Speaking at the occasion, Minister of Youth, Sport, Arts and Recreation Kirsty Coventry said this was a milestone for Zimbabwe and the recognition of mbira as a local product presented a good tool for fighting piracy.
She said that the inscription of the mbira on the representative list of tangible cultural heritage of humanity was testimony that the Cultural and Creative Industries sector could contribute to the overarching goals of National Development Strategy 1 (NDS1) which the Government is currently implementing.
“This economic blueprint recognises that culture has the power to transform entire societies, strengthen local communities and forge a sense of identity and belonging for the people of all ages and persuasions,” she said.
“Given that playing mbira is an important community practice, the lyrics of songs contain important social messages.
“They communicate information about events of the past, the present and the future. Under NDS1, the inscription will invoke national development; Government policy thrust on investment in local resources, including tangible and intangible heritage such as knowledge systems and skills as well as film, theatre, music, dance, visual art and fashion will receive attention,” she said.
She added that under the education and capacity building pillar of the strategy, the inscription of mbira provided an opportunity for the structuring of different training material at different levels in the crafting and playing of mbira.
Minister Coventry said the UNESCO inscription was key for the expansion of cultural markets and business development.
“It will lead to an increase on local and global demand for the mbira instrument, mbira music, mbira musicians and teachers. This is a call for us to preserve our cultural heritage which marks our identity as the people of Zimbabwe,” she said.
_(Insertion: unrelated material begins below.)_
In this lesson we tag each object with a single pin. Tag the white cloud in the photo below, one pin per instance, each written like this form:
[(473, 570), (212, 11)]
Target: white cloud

National Arts Council of Zimbabwe director Nicholas Moyo welcomed the recognition of the mbira and that it has the effect of bringing a local element, which is the art of crafting.
However, the inclusion of the mbira on the Unesco list of the Intangible Cultural Heritage of Humanity follows the similar listing of the Jerusarema mbende dance.
In May this year, Google celebrated mbira during the country’s culture week.
And Google team yesterday proved this indispensable fact when they dedicated their doodle space to celebrate the mbira instrument as a way of saluting Zimbabwe for celebrating the culture week.
It was put on Google Doodle’s homepages.